Superior Tribunal de Justiça

Acórdão

Relator(a)
Ministra Daniela Teixeira
Órgão julgador
Quinta Turma
Data do julgamento
26/11/2024
Data de publicação
10/12/2024

STJ – Acórdão, Rel. Ministra Daniela Teixeira, Quinta Turma, j. 26/11/2024, p. 10/12/2024

Ementa

DIREITO PENAL E PROCESSUAL PENAL. HABEAS CORPUS. TRÁFICO DE DROGAS E ASSOCIAÇÃO PARA O TRÁFICO. REGIME INICIAL SEMIABERTO. PRIMARIEDADE E PENA FIXADA NO MÍNIMO LEGAL. IMPOSSIBILIDADE DE IMPOSIÇÃO DO REGIME FECHADO COM BASE APENAS NA GRAVIDADE ABSTRATA. CONCESSÃO DA ORDEM. I. CASO EM EXAME 1. Habeas corpus impetrado em favor de Tábata Pugliéri da Silva, condenada à pena de 8 anos de reclusão, em regime inicial fechado, pela prática dos crimes de tráfico de drogas e associação para o tráfico (arts. 33, caput, III, 35 e 40, III, da Lei n. 11.343/2006). A defesa alega constrangimento ilegal na imposição do regime inicial fechado, argumentando que a paciente é tecnicamente primária, teve as penas-base fixadas no mínimo legal e que o regime semiaberto seria mais adequado. II. QUESTÃO EM DISCUSSÃO 2. A questão em discussão consiste em verificar se a fixação do regime inicial fechado é justificada, considerando a primariedade da paciente e a fixação das penas-base no mínimo legal, em linha com o art. 33, § 2º, b, do Código Penal. III. RAZÕES DE DECIDIR 3. O art. 33, § 2º, b, do Código Penal determina que o regime inicial semiaberto é o adequado para condenações entre 4 e 8 anos, quando o réu é primário e as penas foram fixadas no mínimo legal, salvo circunstâncias específicas que justifiquem maior rigor. 4. A jurisprudência do Superior Tribunal de Justiça (STJ) afirma que a imposição do regime fechado para crimes de tráfico de drogas e associação para o tráfico deve ser fundamentada em elementos concretos que demonstrem maior gravidade da conduta, além da mera gravidade abstrata do delito (AgRg no HC n. 882.609/SP, Rel.

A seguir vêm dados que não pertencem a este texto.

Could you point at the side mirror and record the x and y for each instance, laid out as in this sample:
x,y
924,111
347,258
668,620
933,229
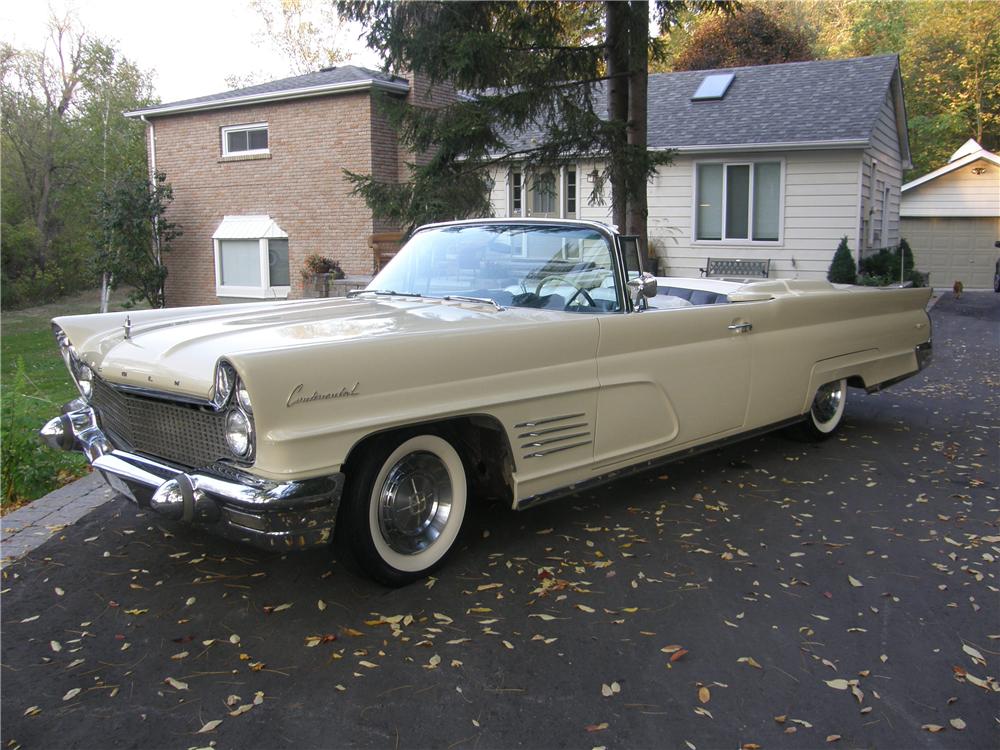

Min. Joel Ilan Paciornik). 5. No caso, não há justificativa idônea para a imposição do regime fechado, uma vez que as basilares foram fixadas no mínimo legal e a paciente é tecnicamente primária. A justificativa utilizada pelo juízo de origem - a gravidade abstrata do delito e o vínculo associativo - não é suficiente para justificar o regime mais severo, sendo cabível, portanto, o regime intermediário. IV. ORDEM CONCEDIDA PARA FIXAR O REGIME INICIAL SEMIABERTO. (HC n. 799.828/SP, relatora Ministra Daniela Teixeira, Quinta Turma, julgado em 26/11/2024, DJEN de 10/12/2024.)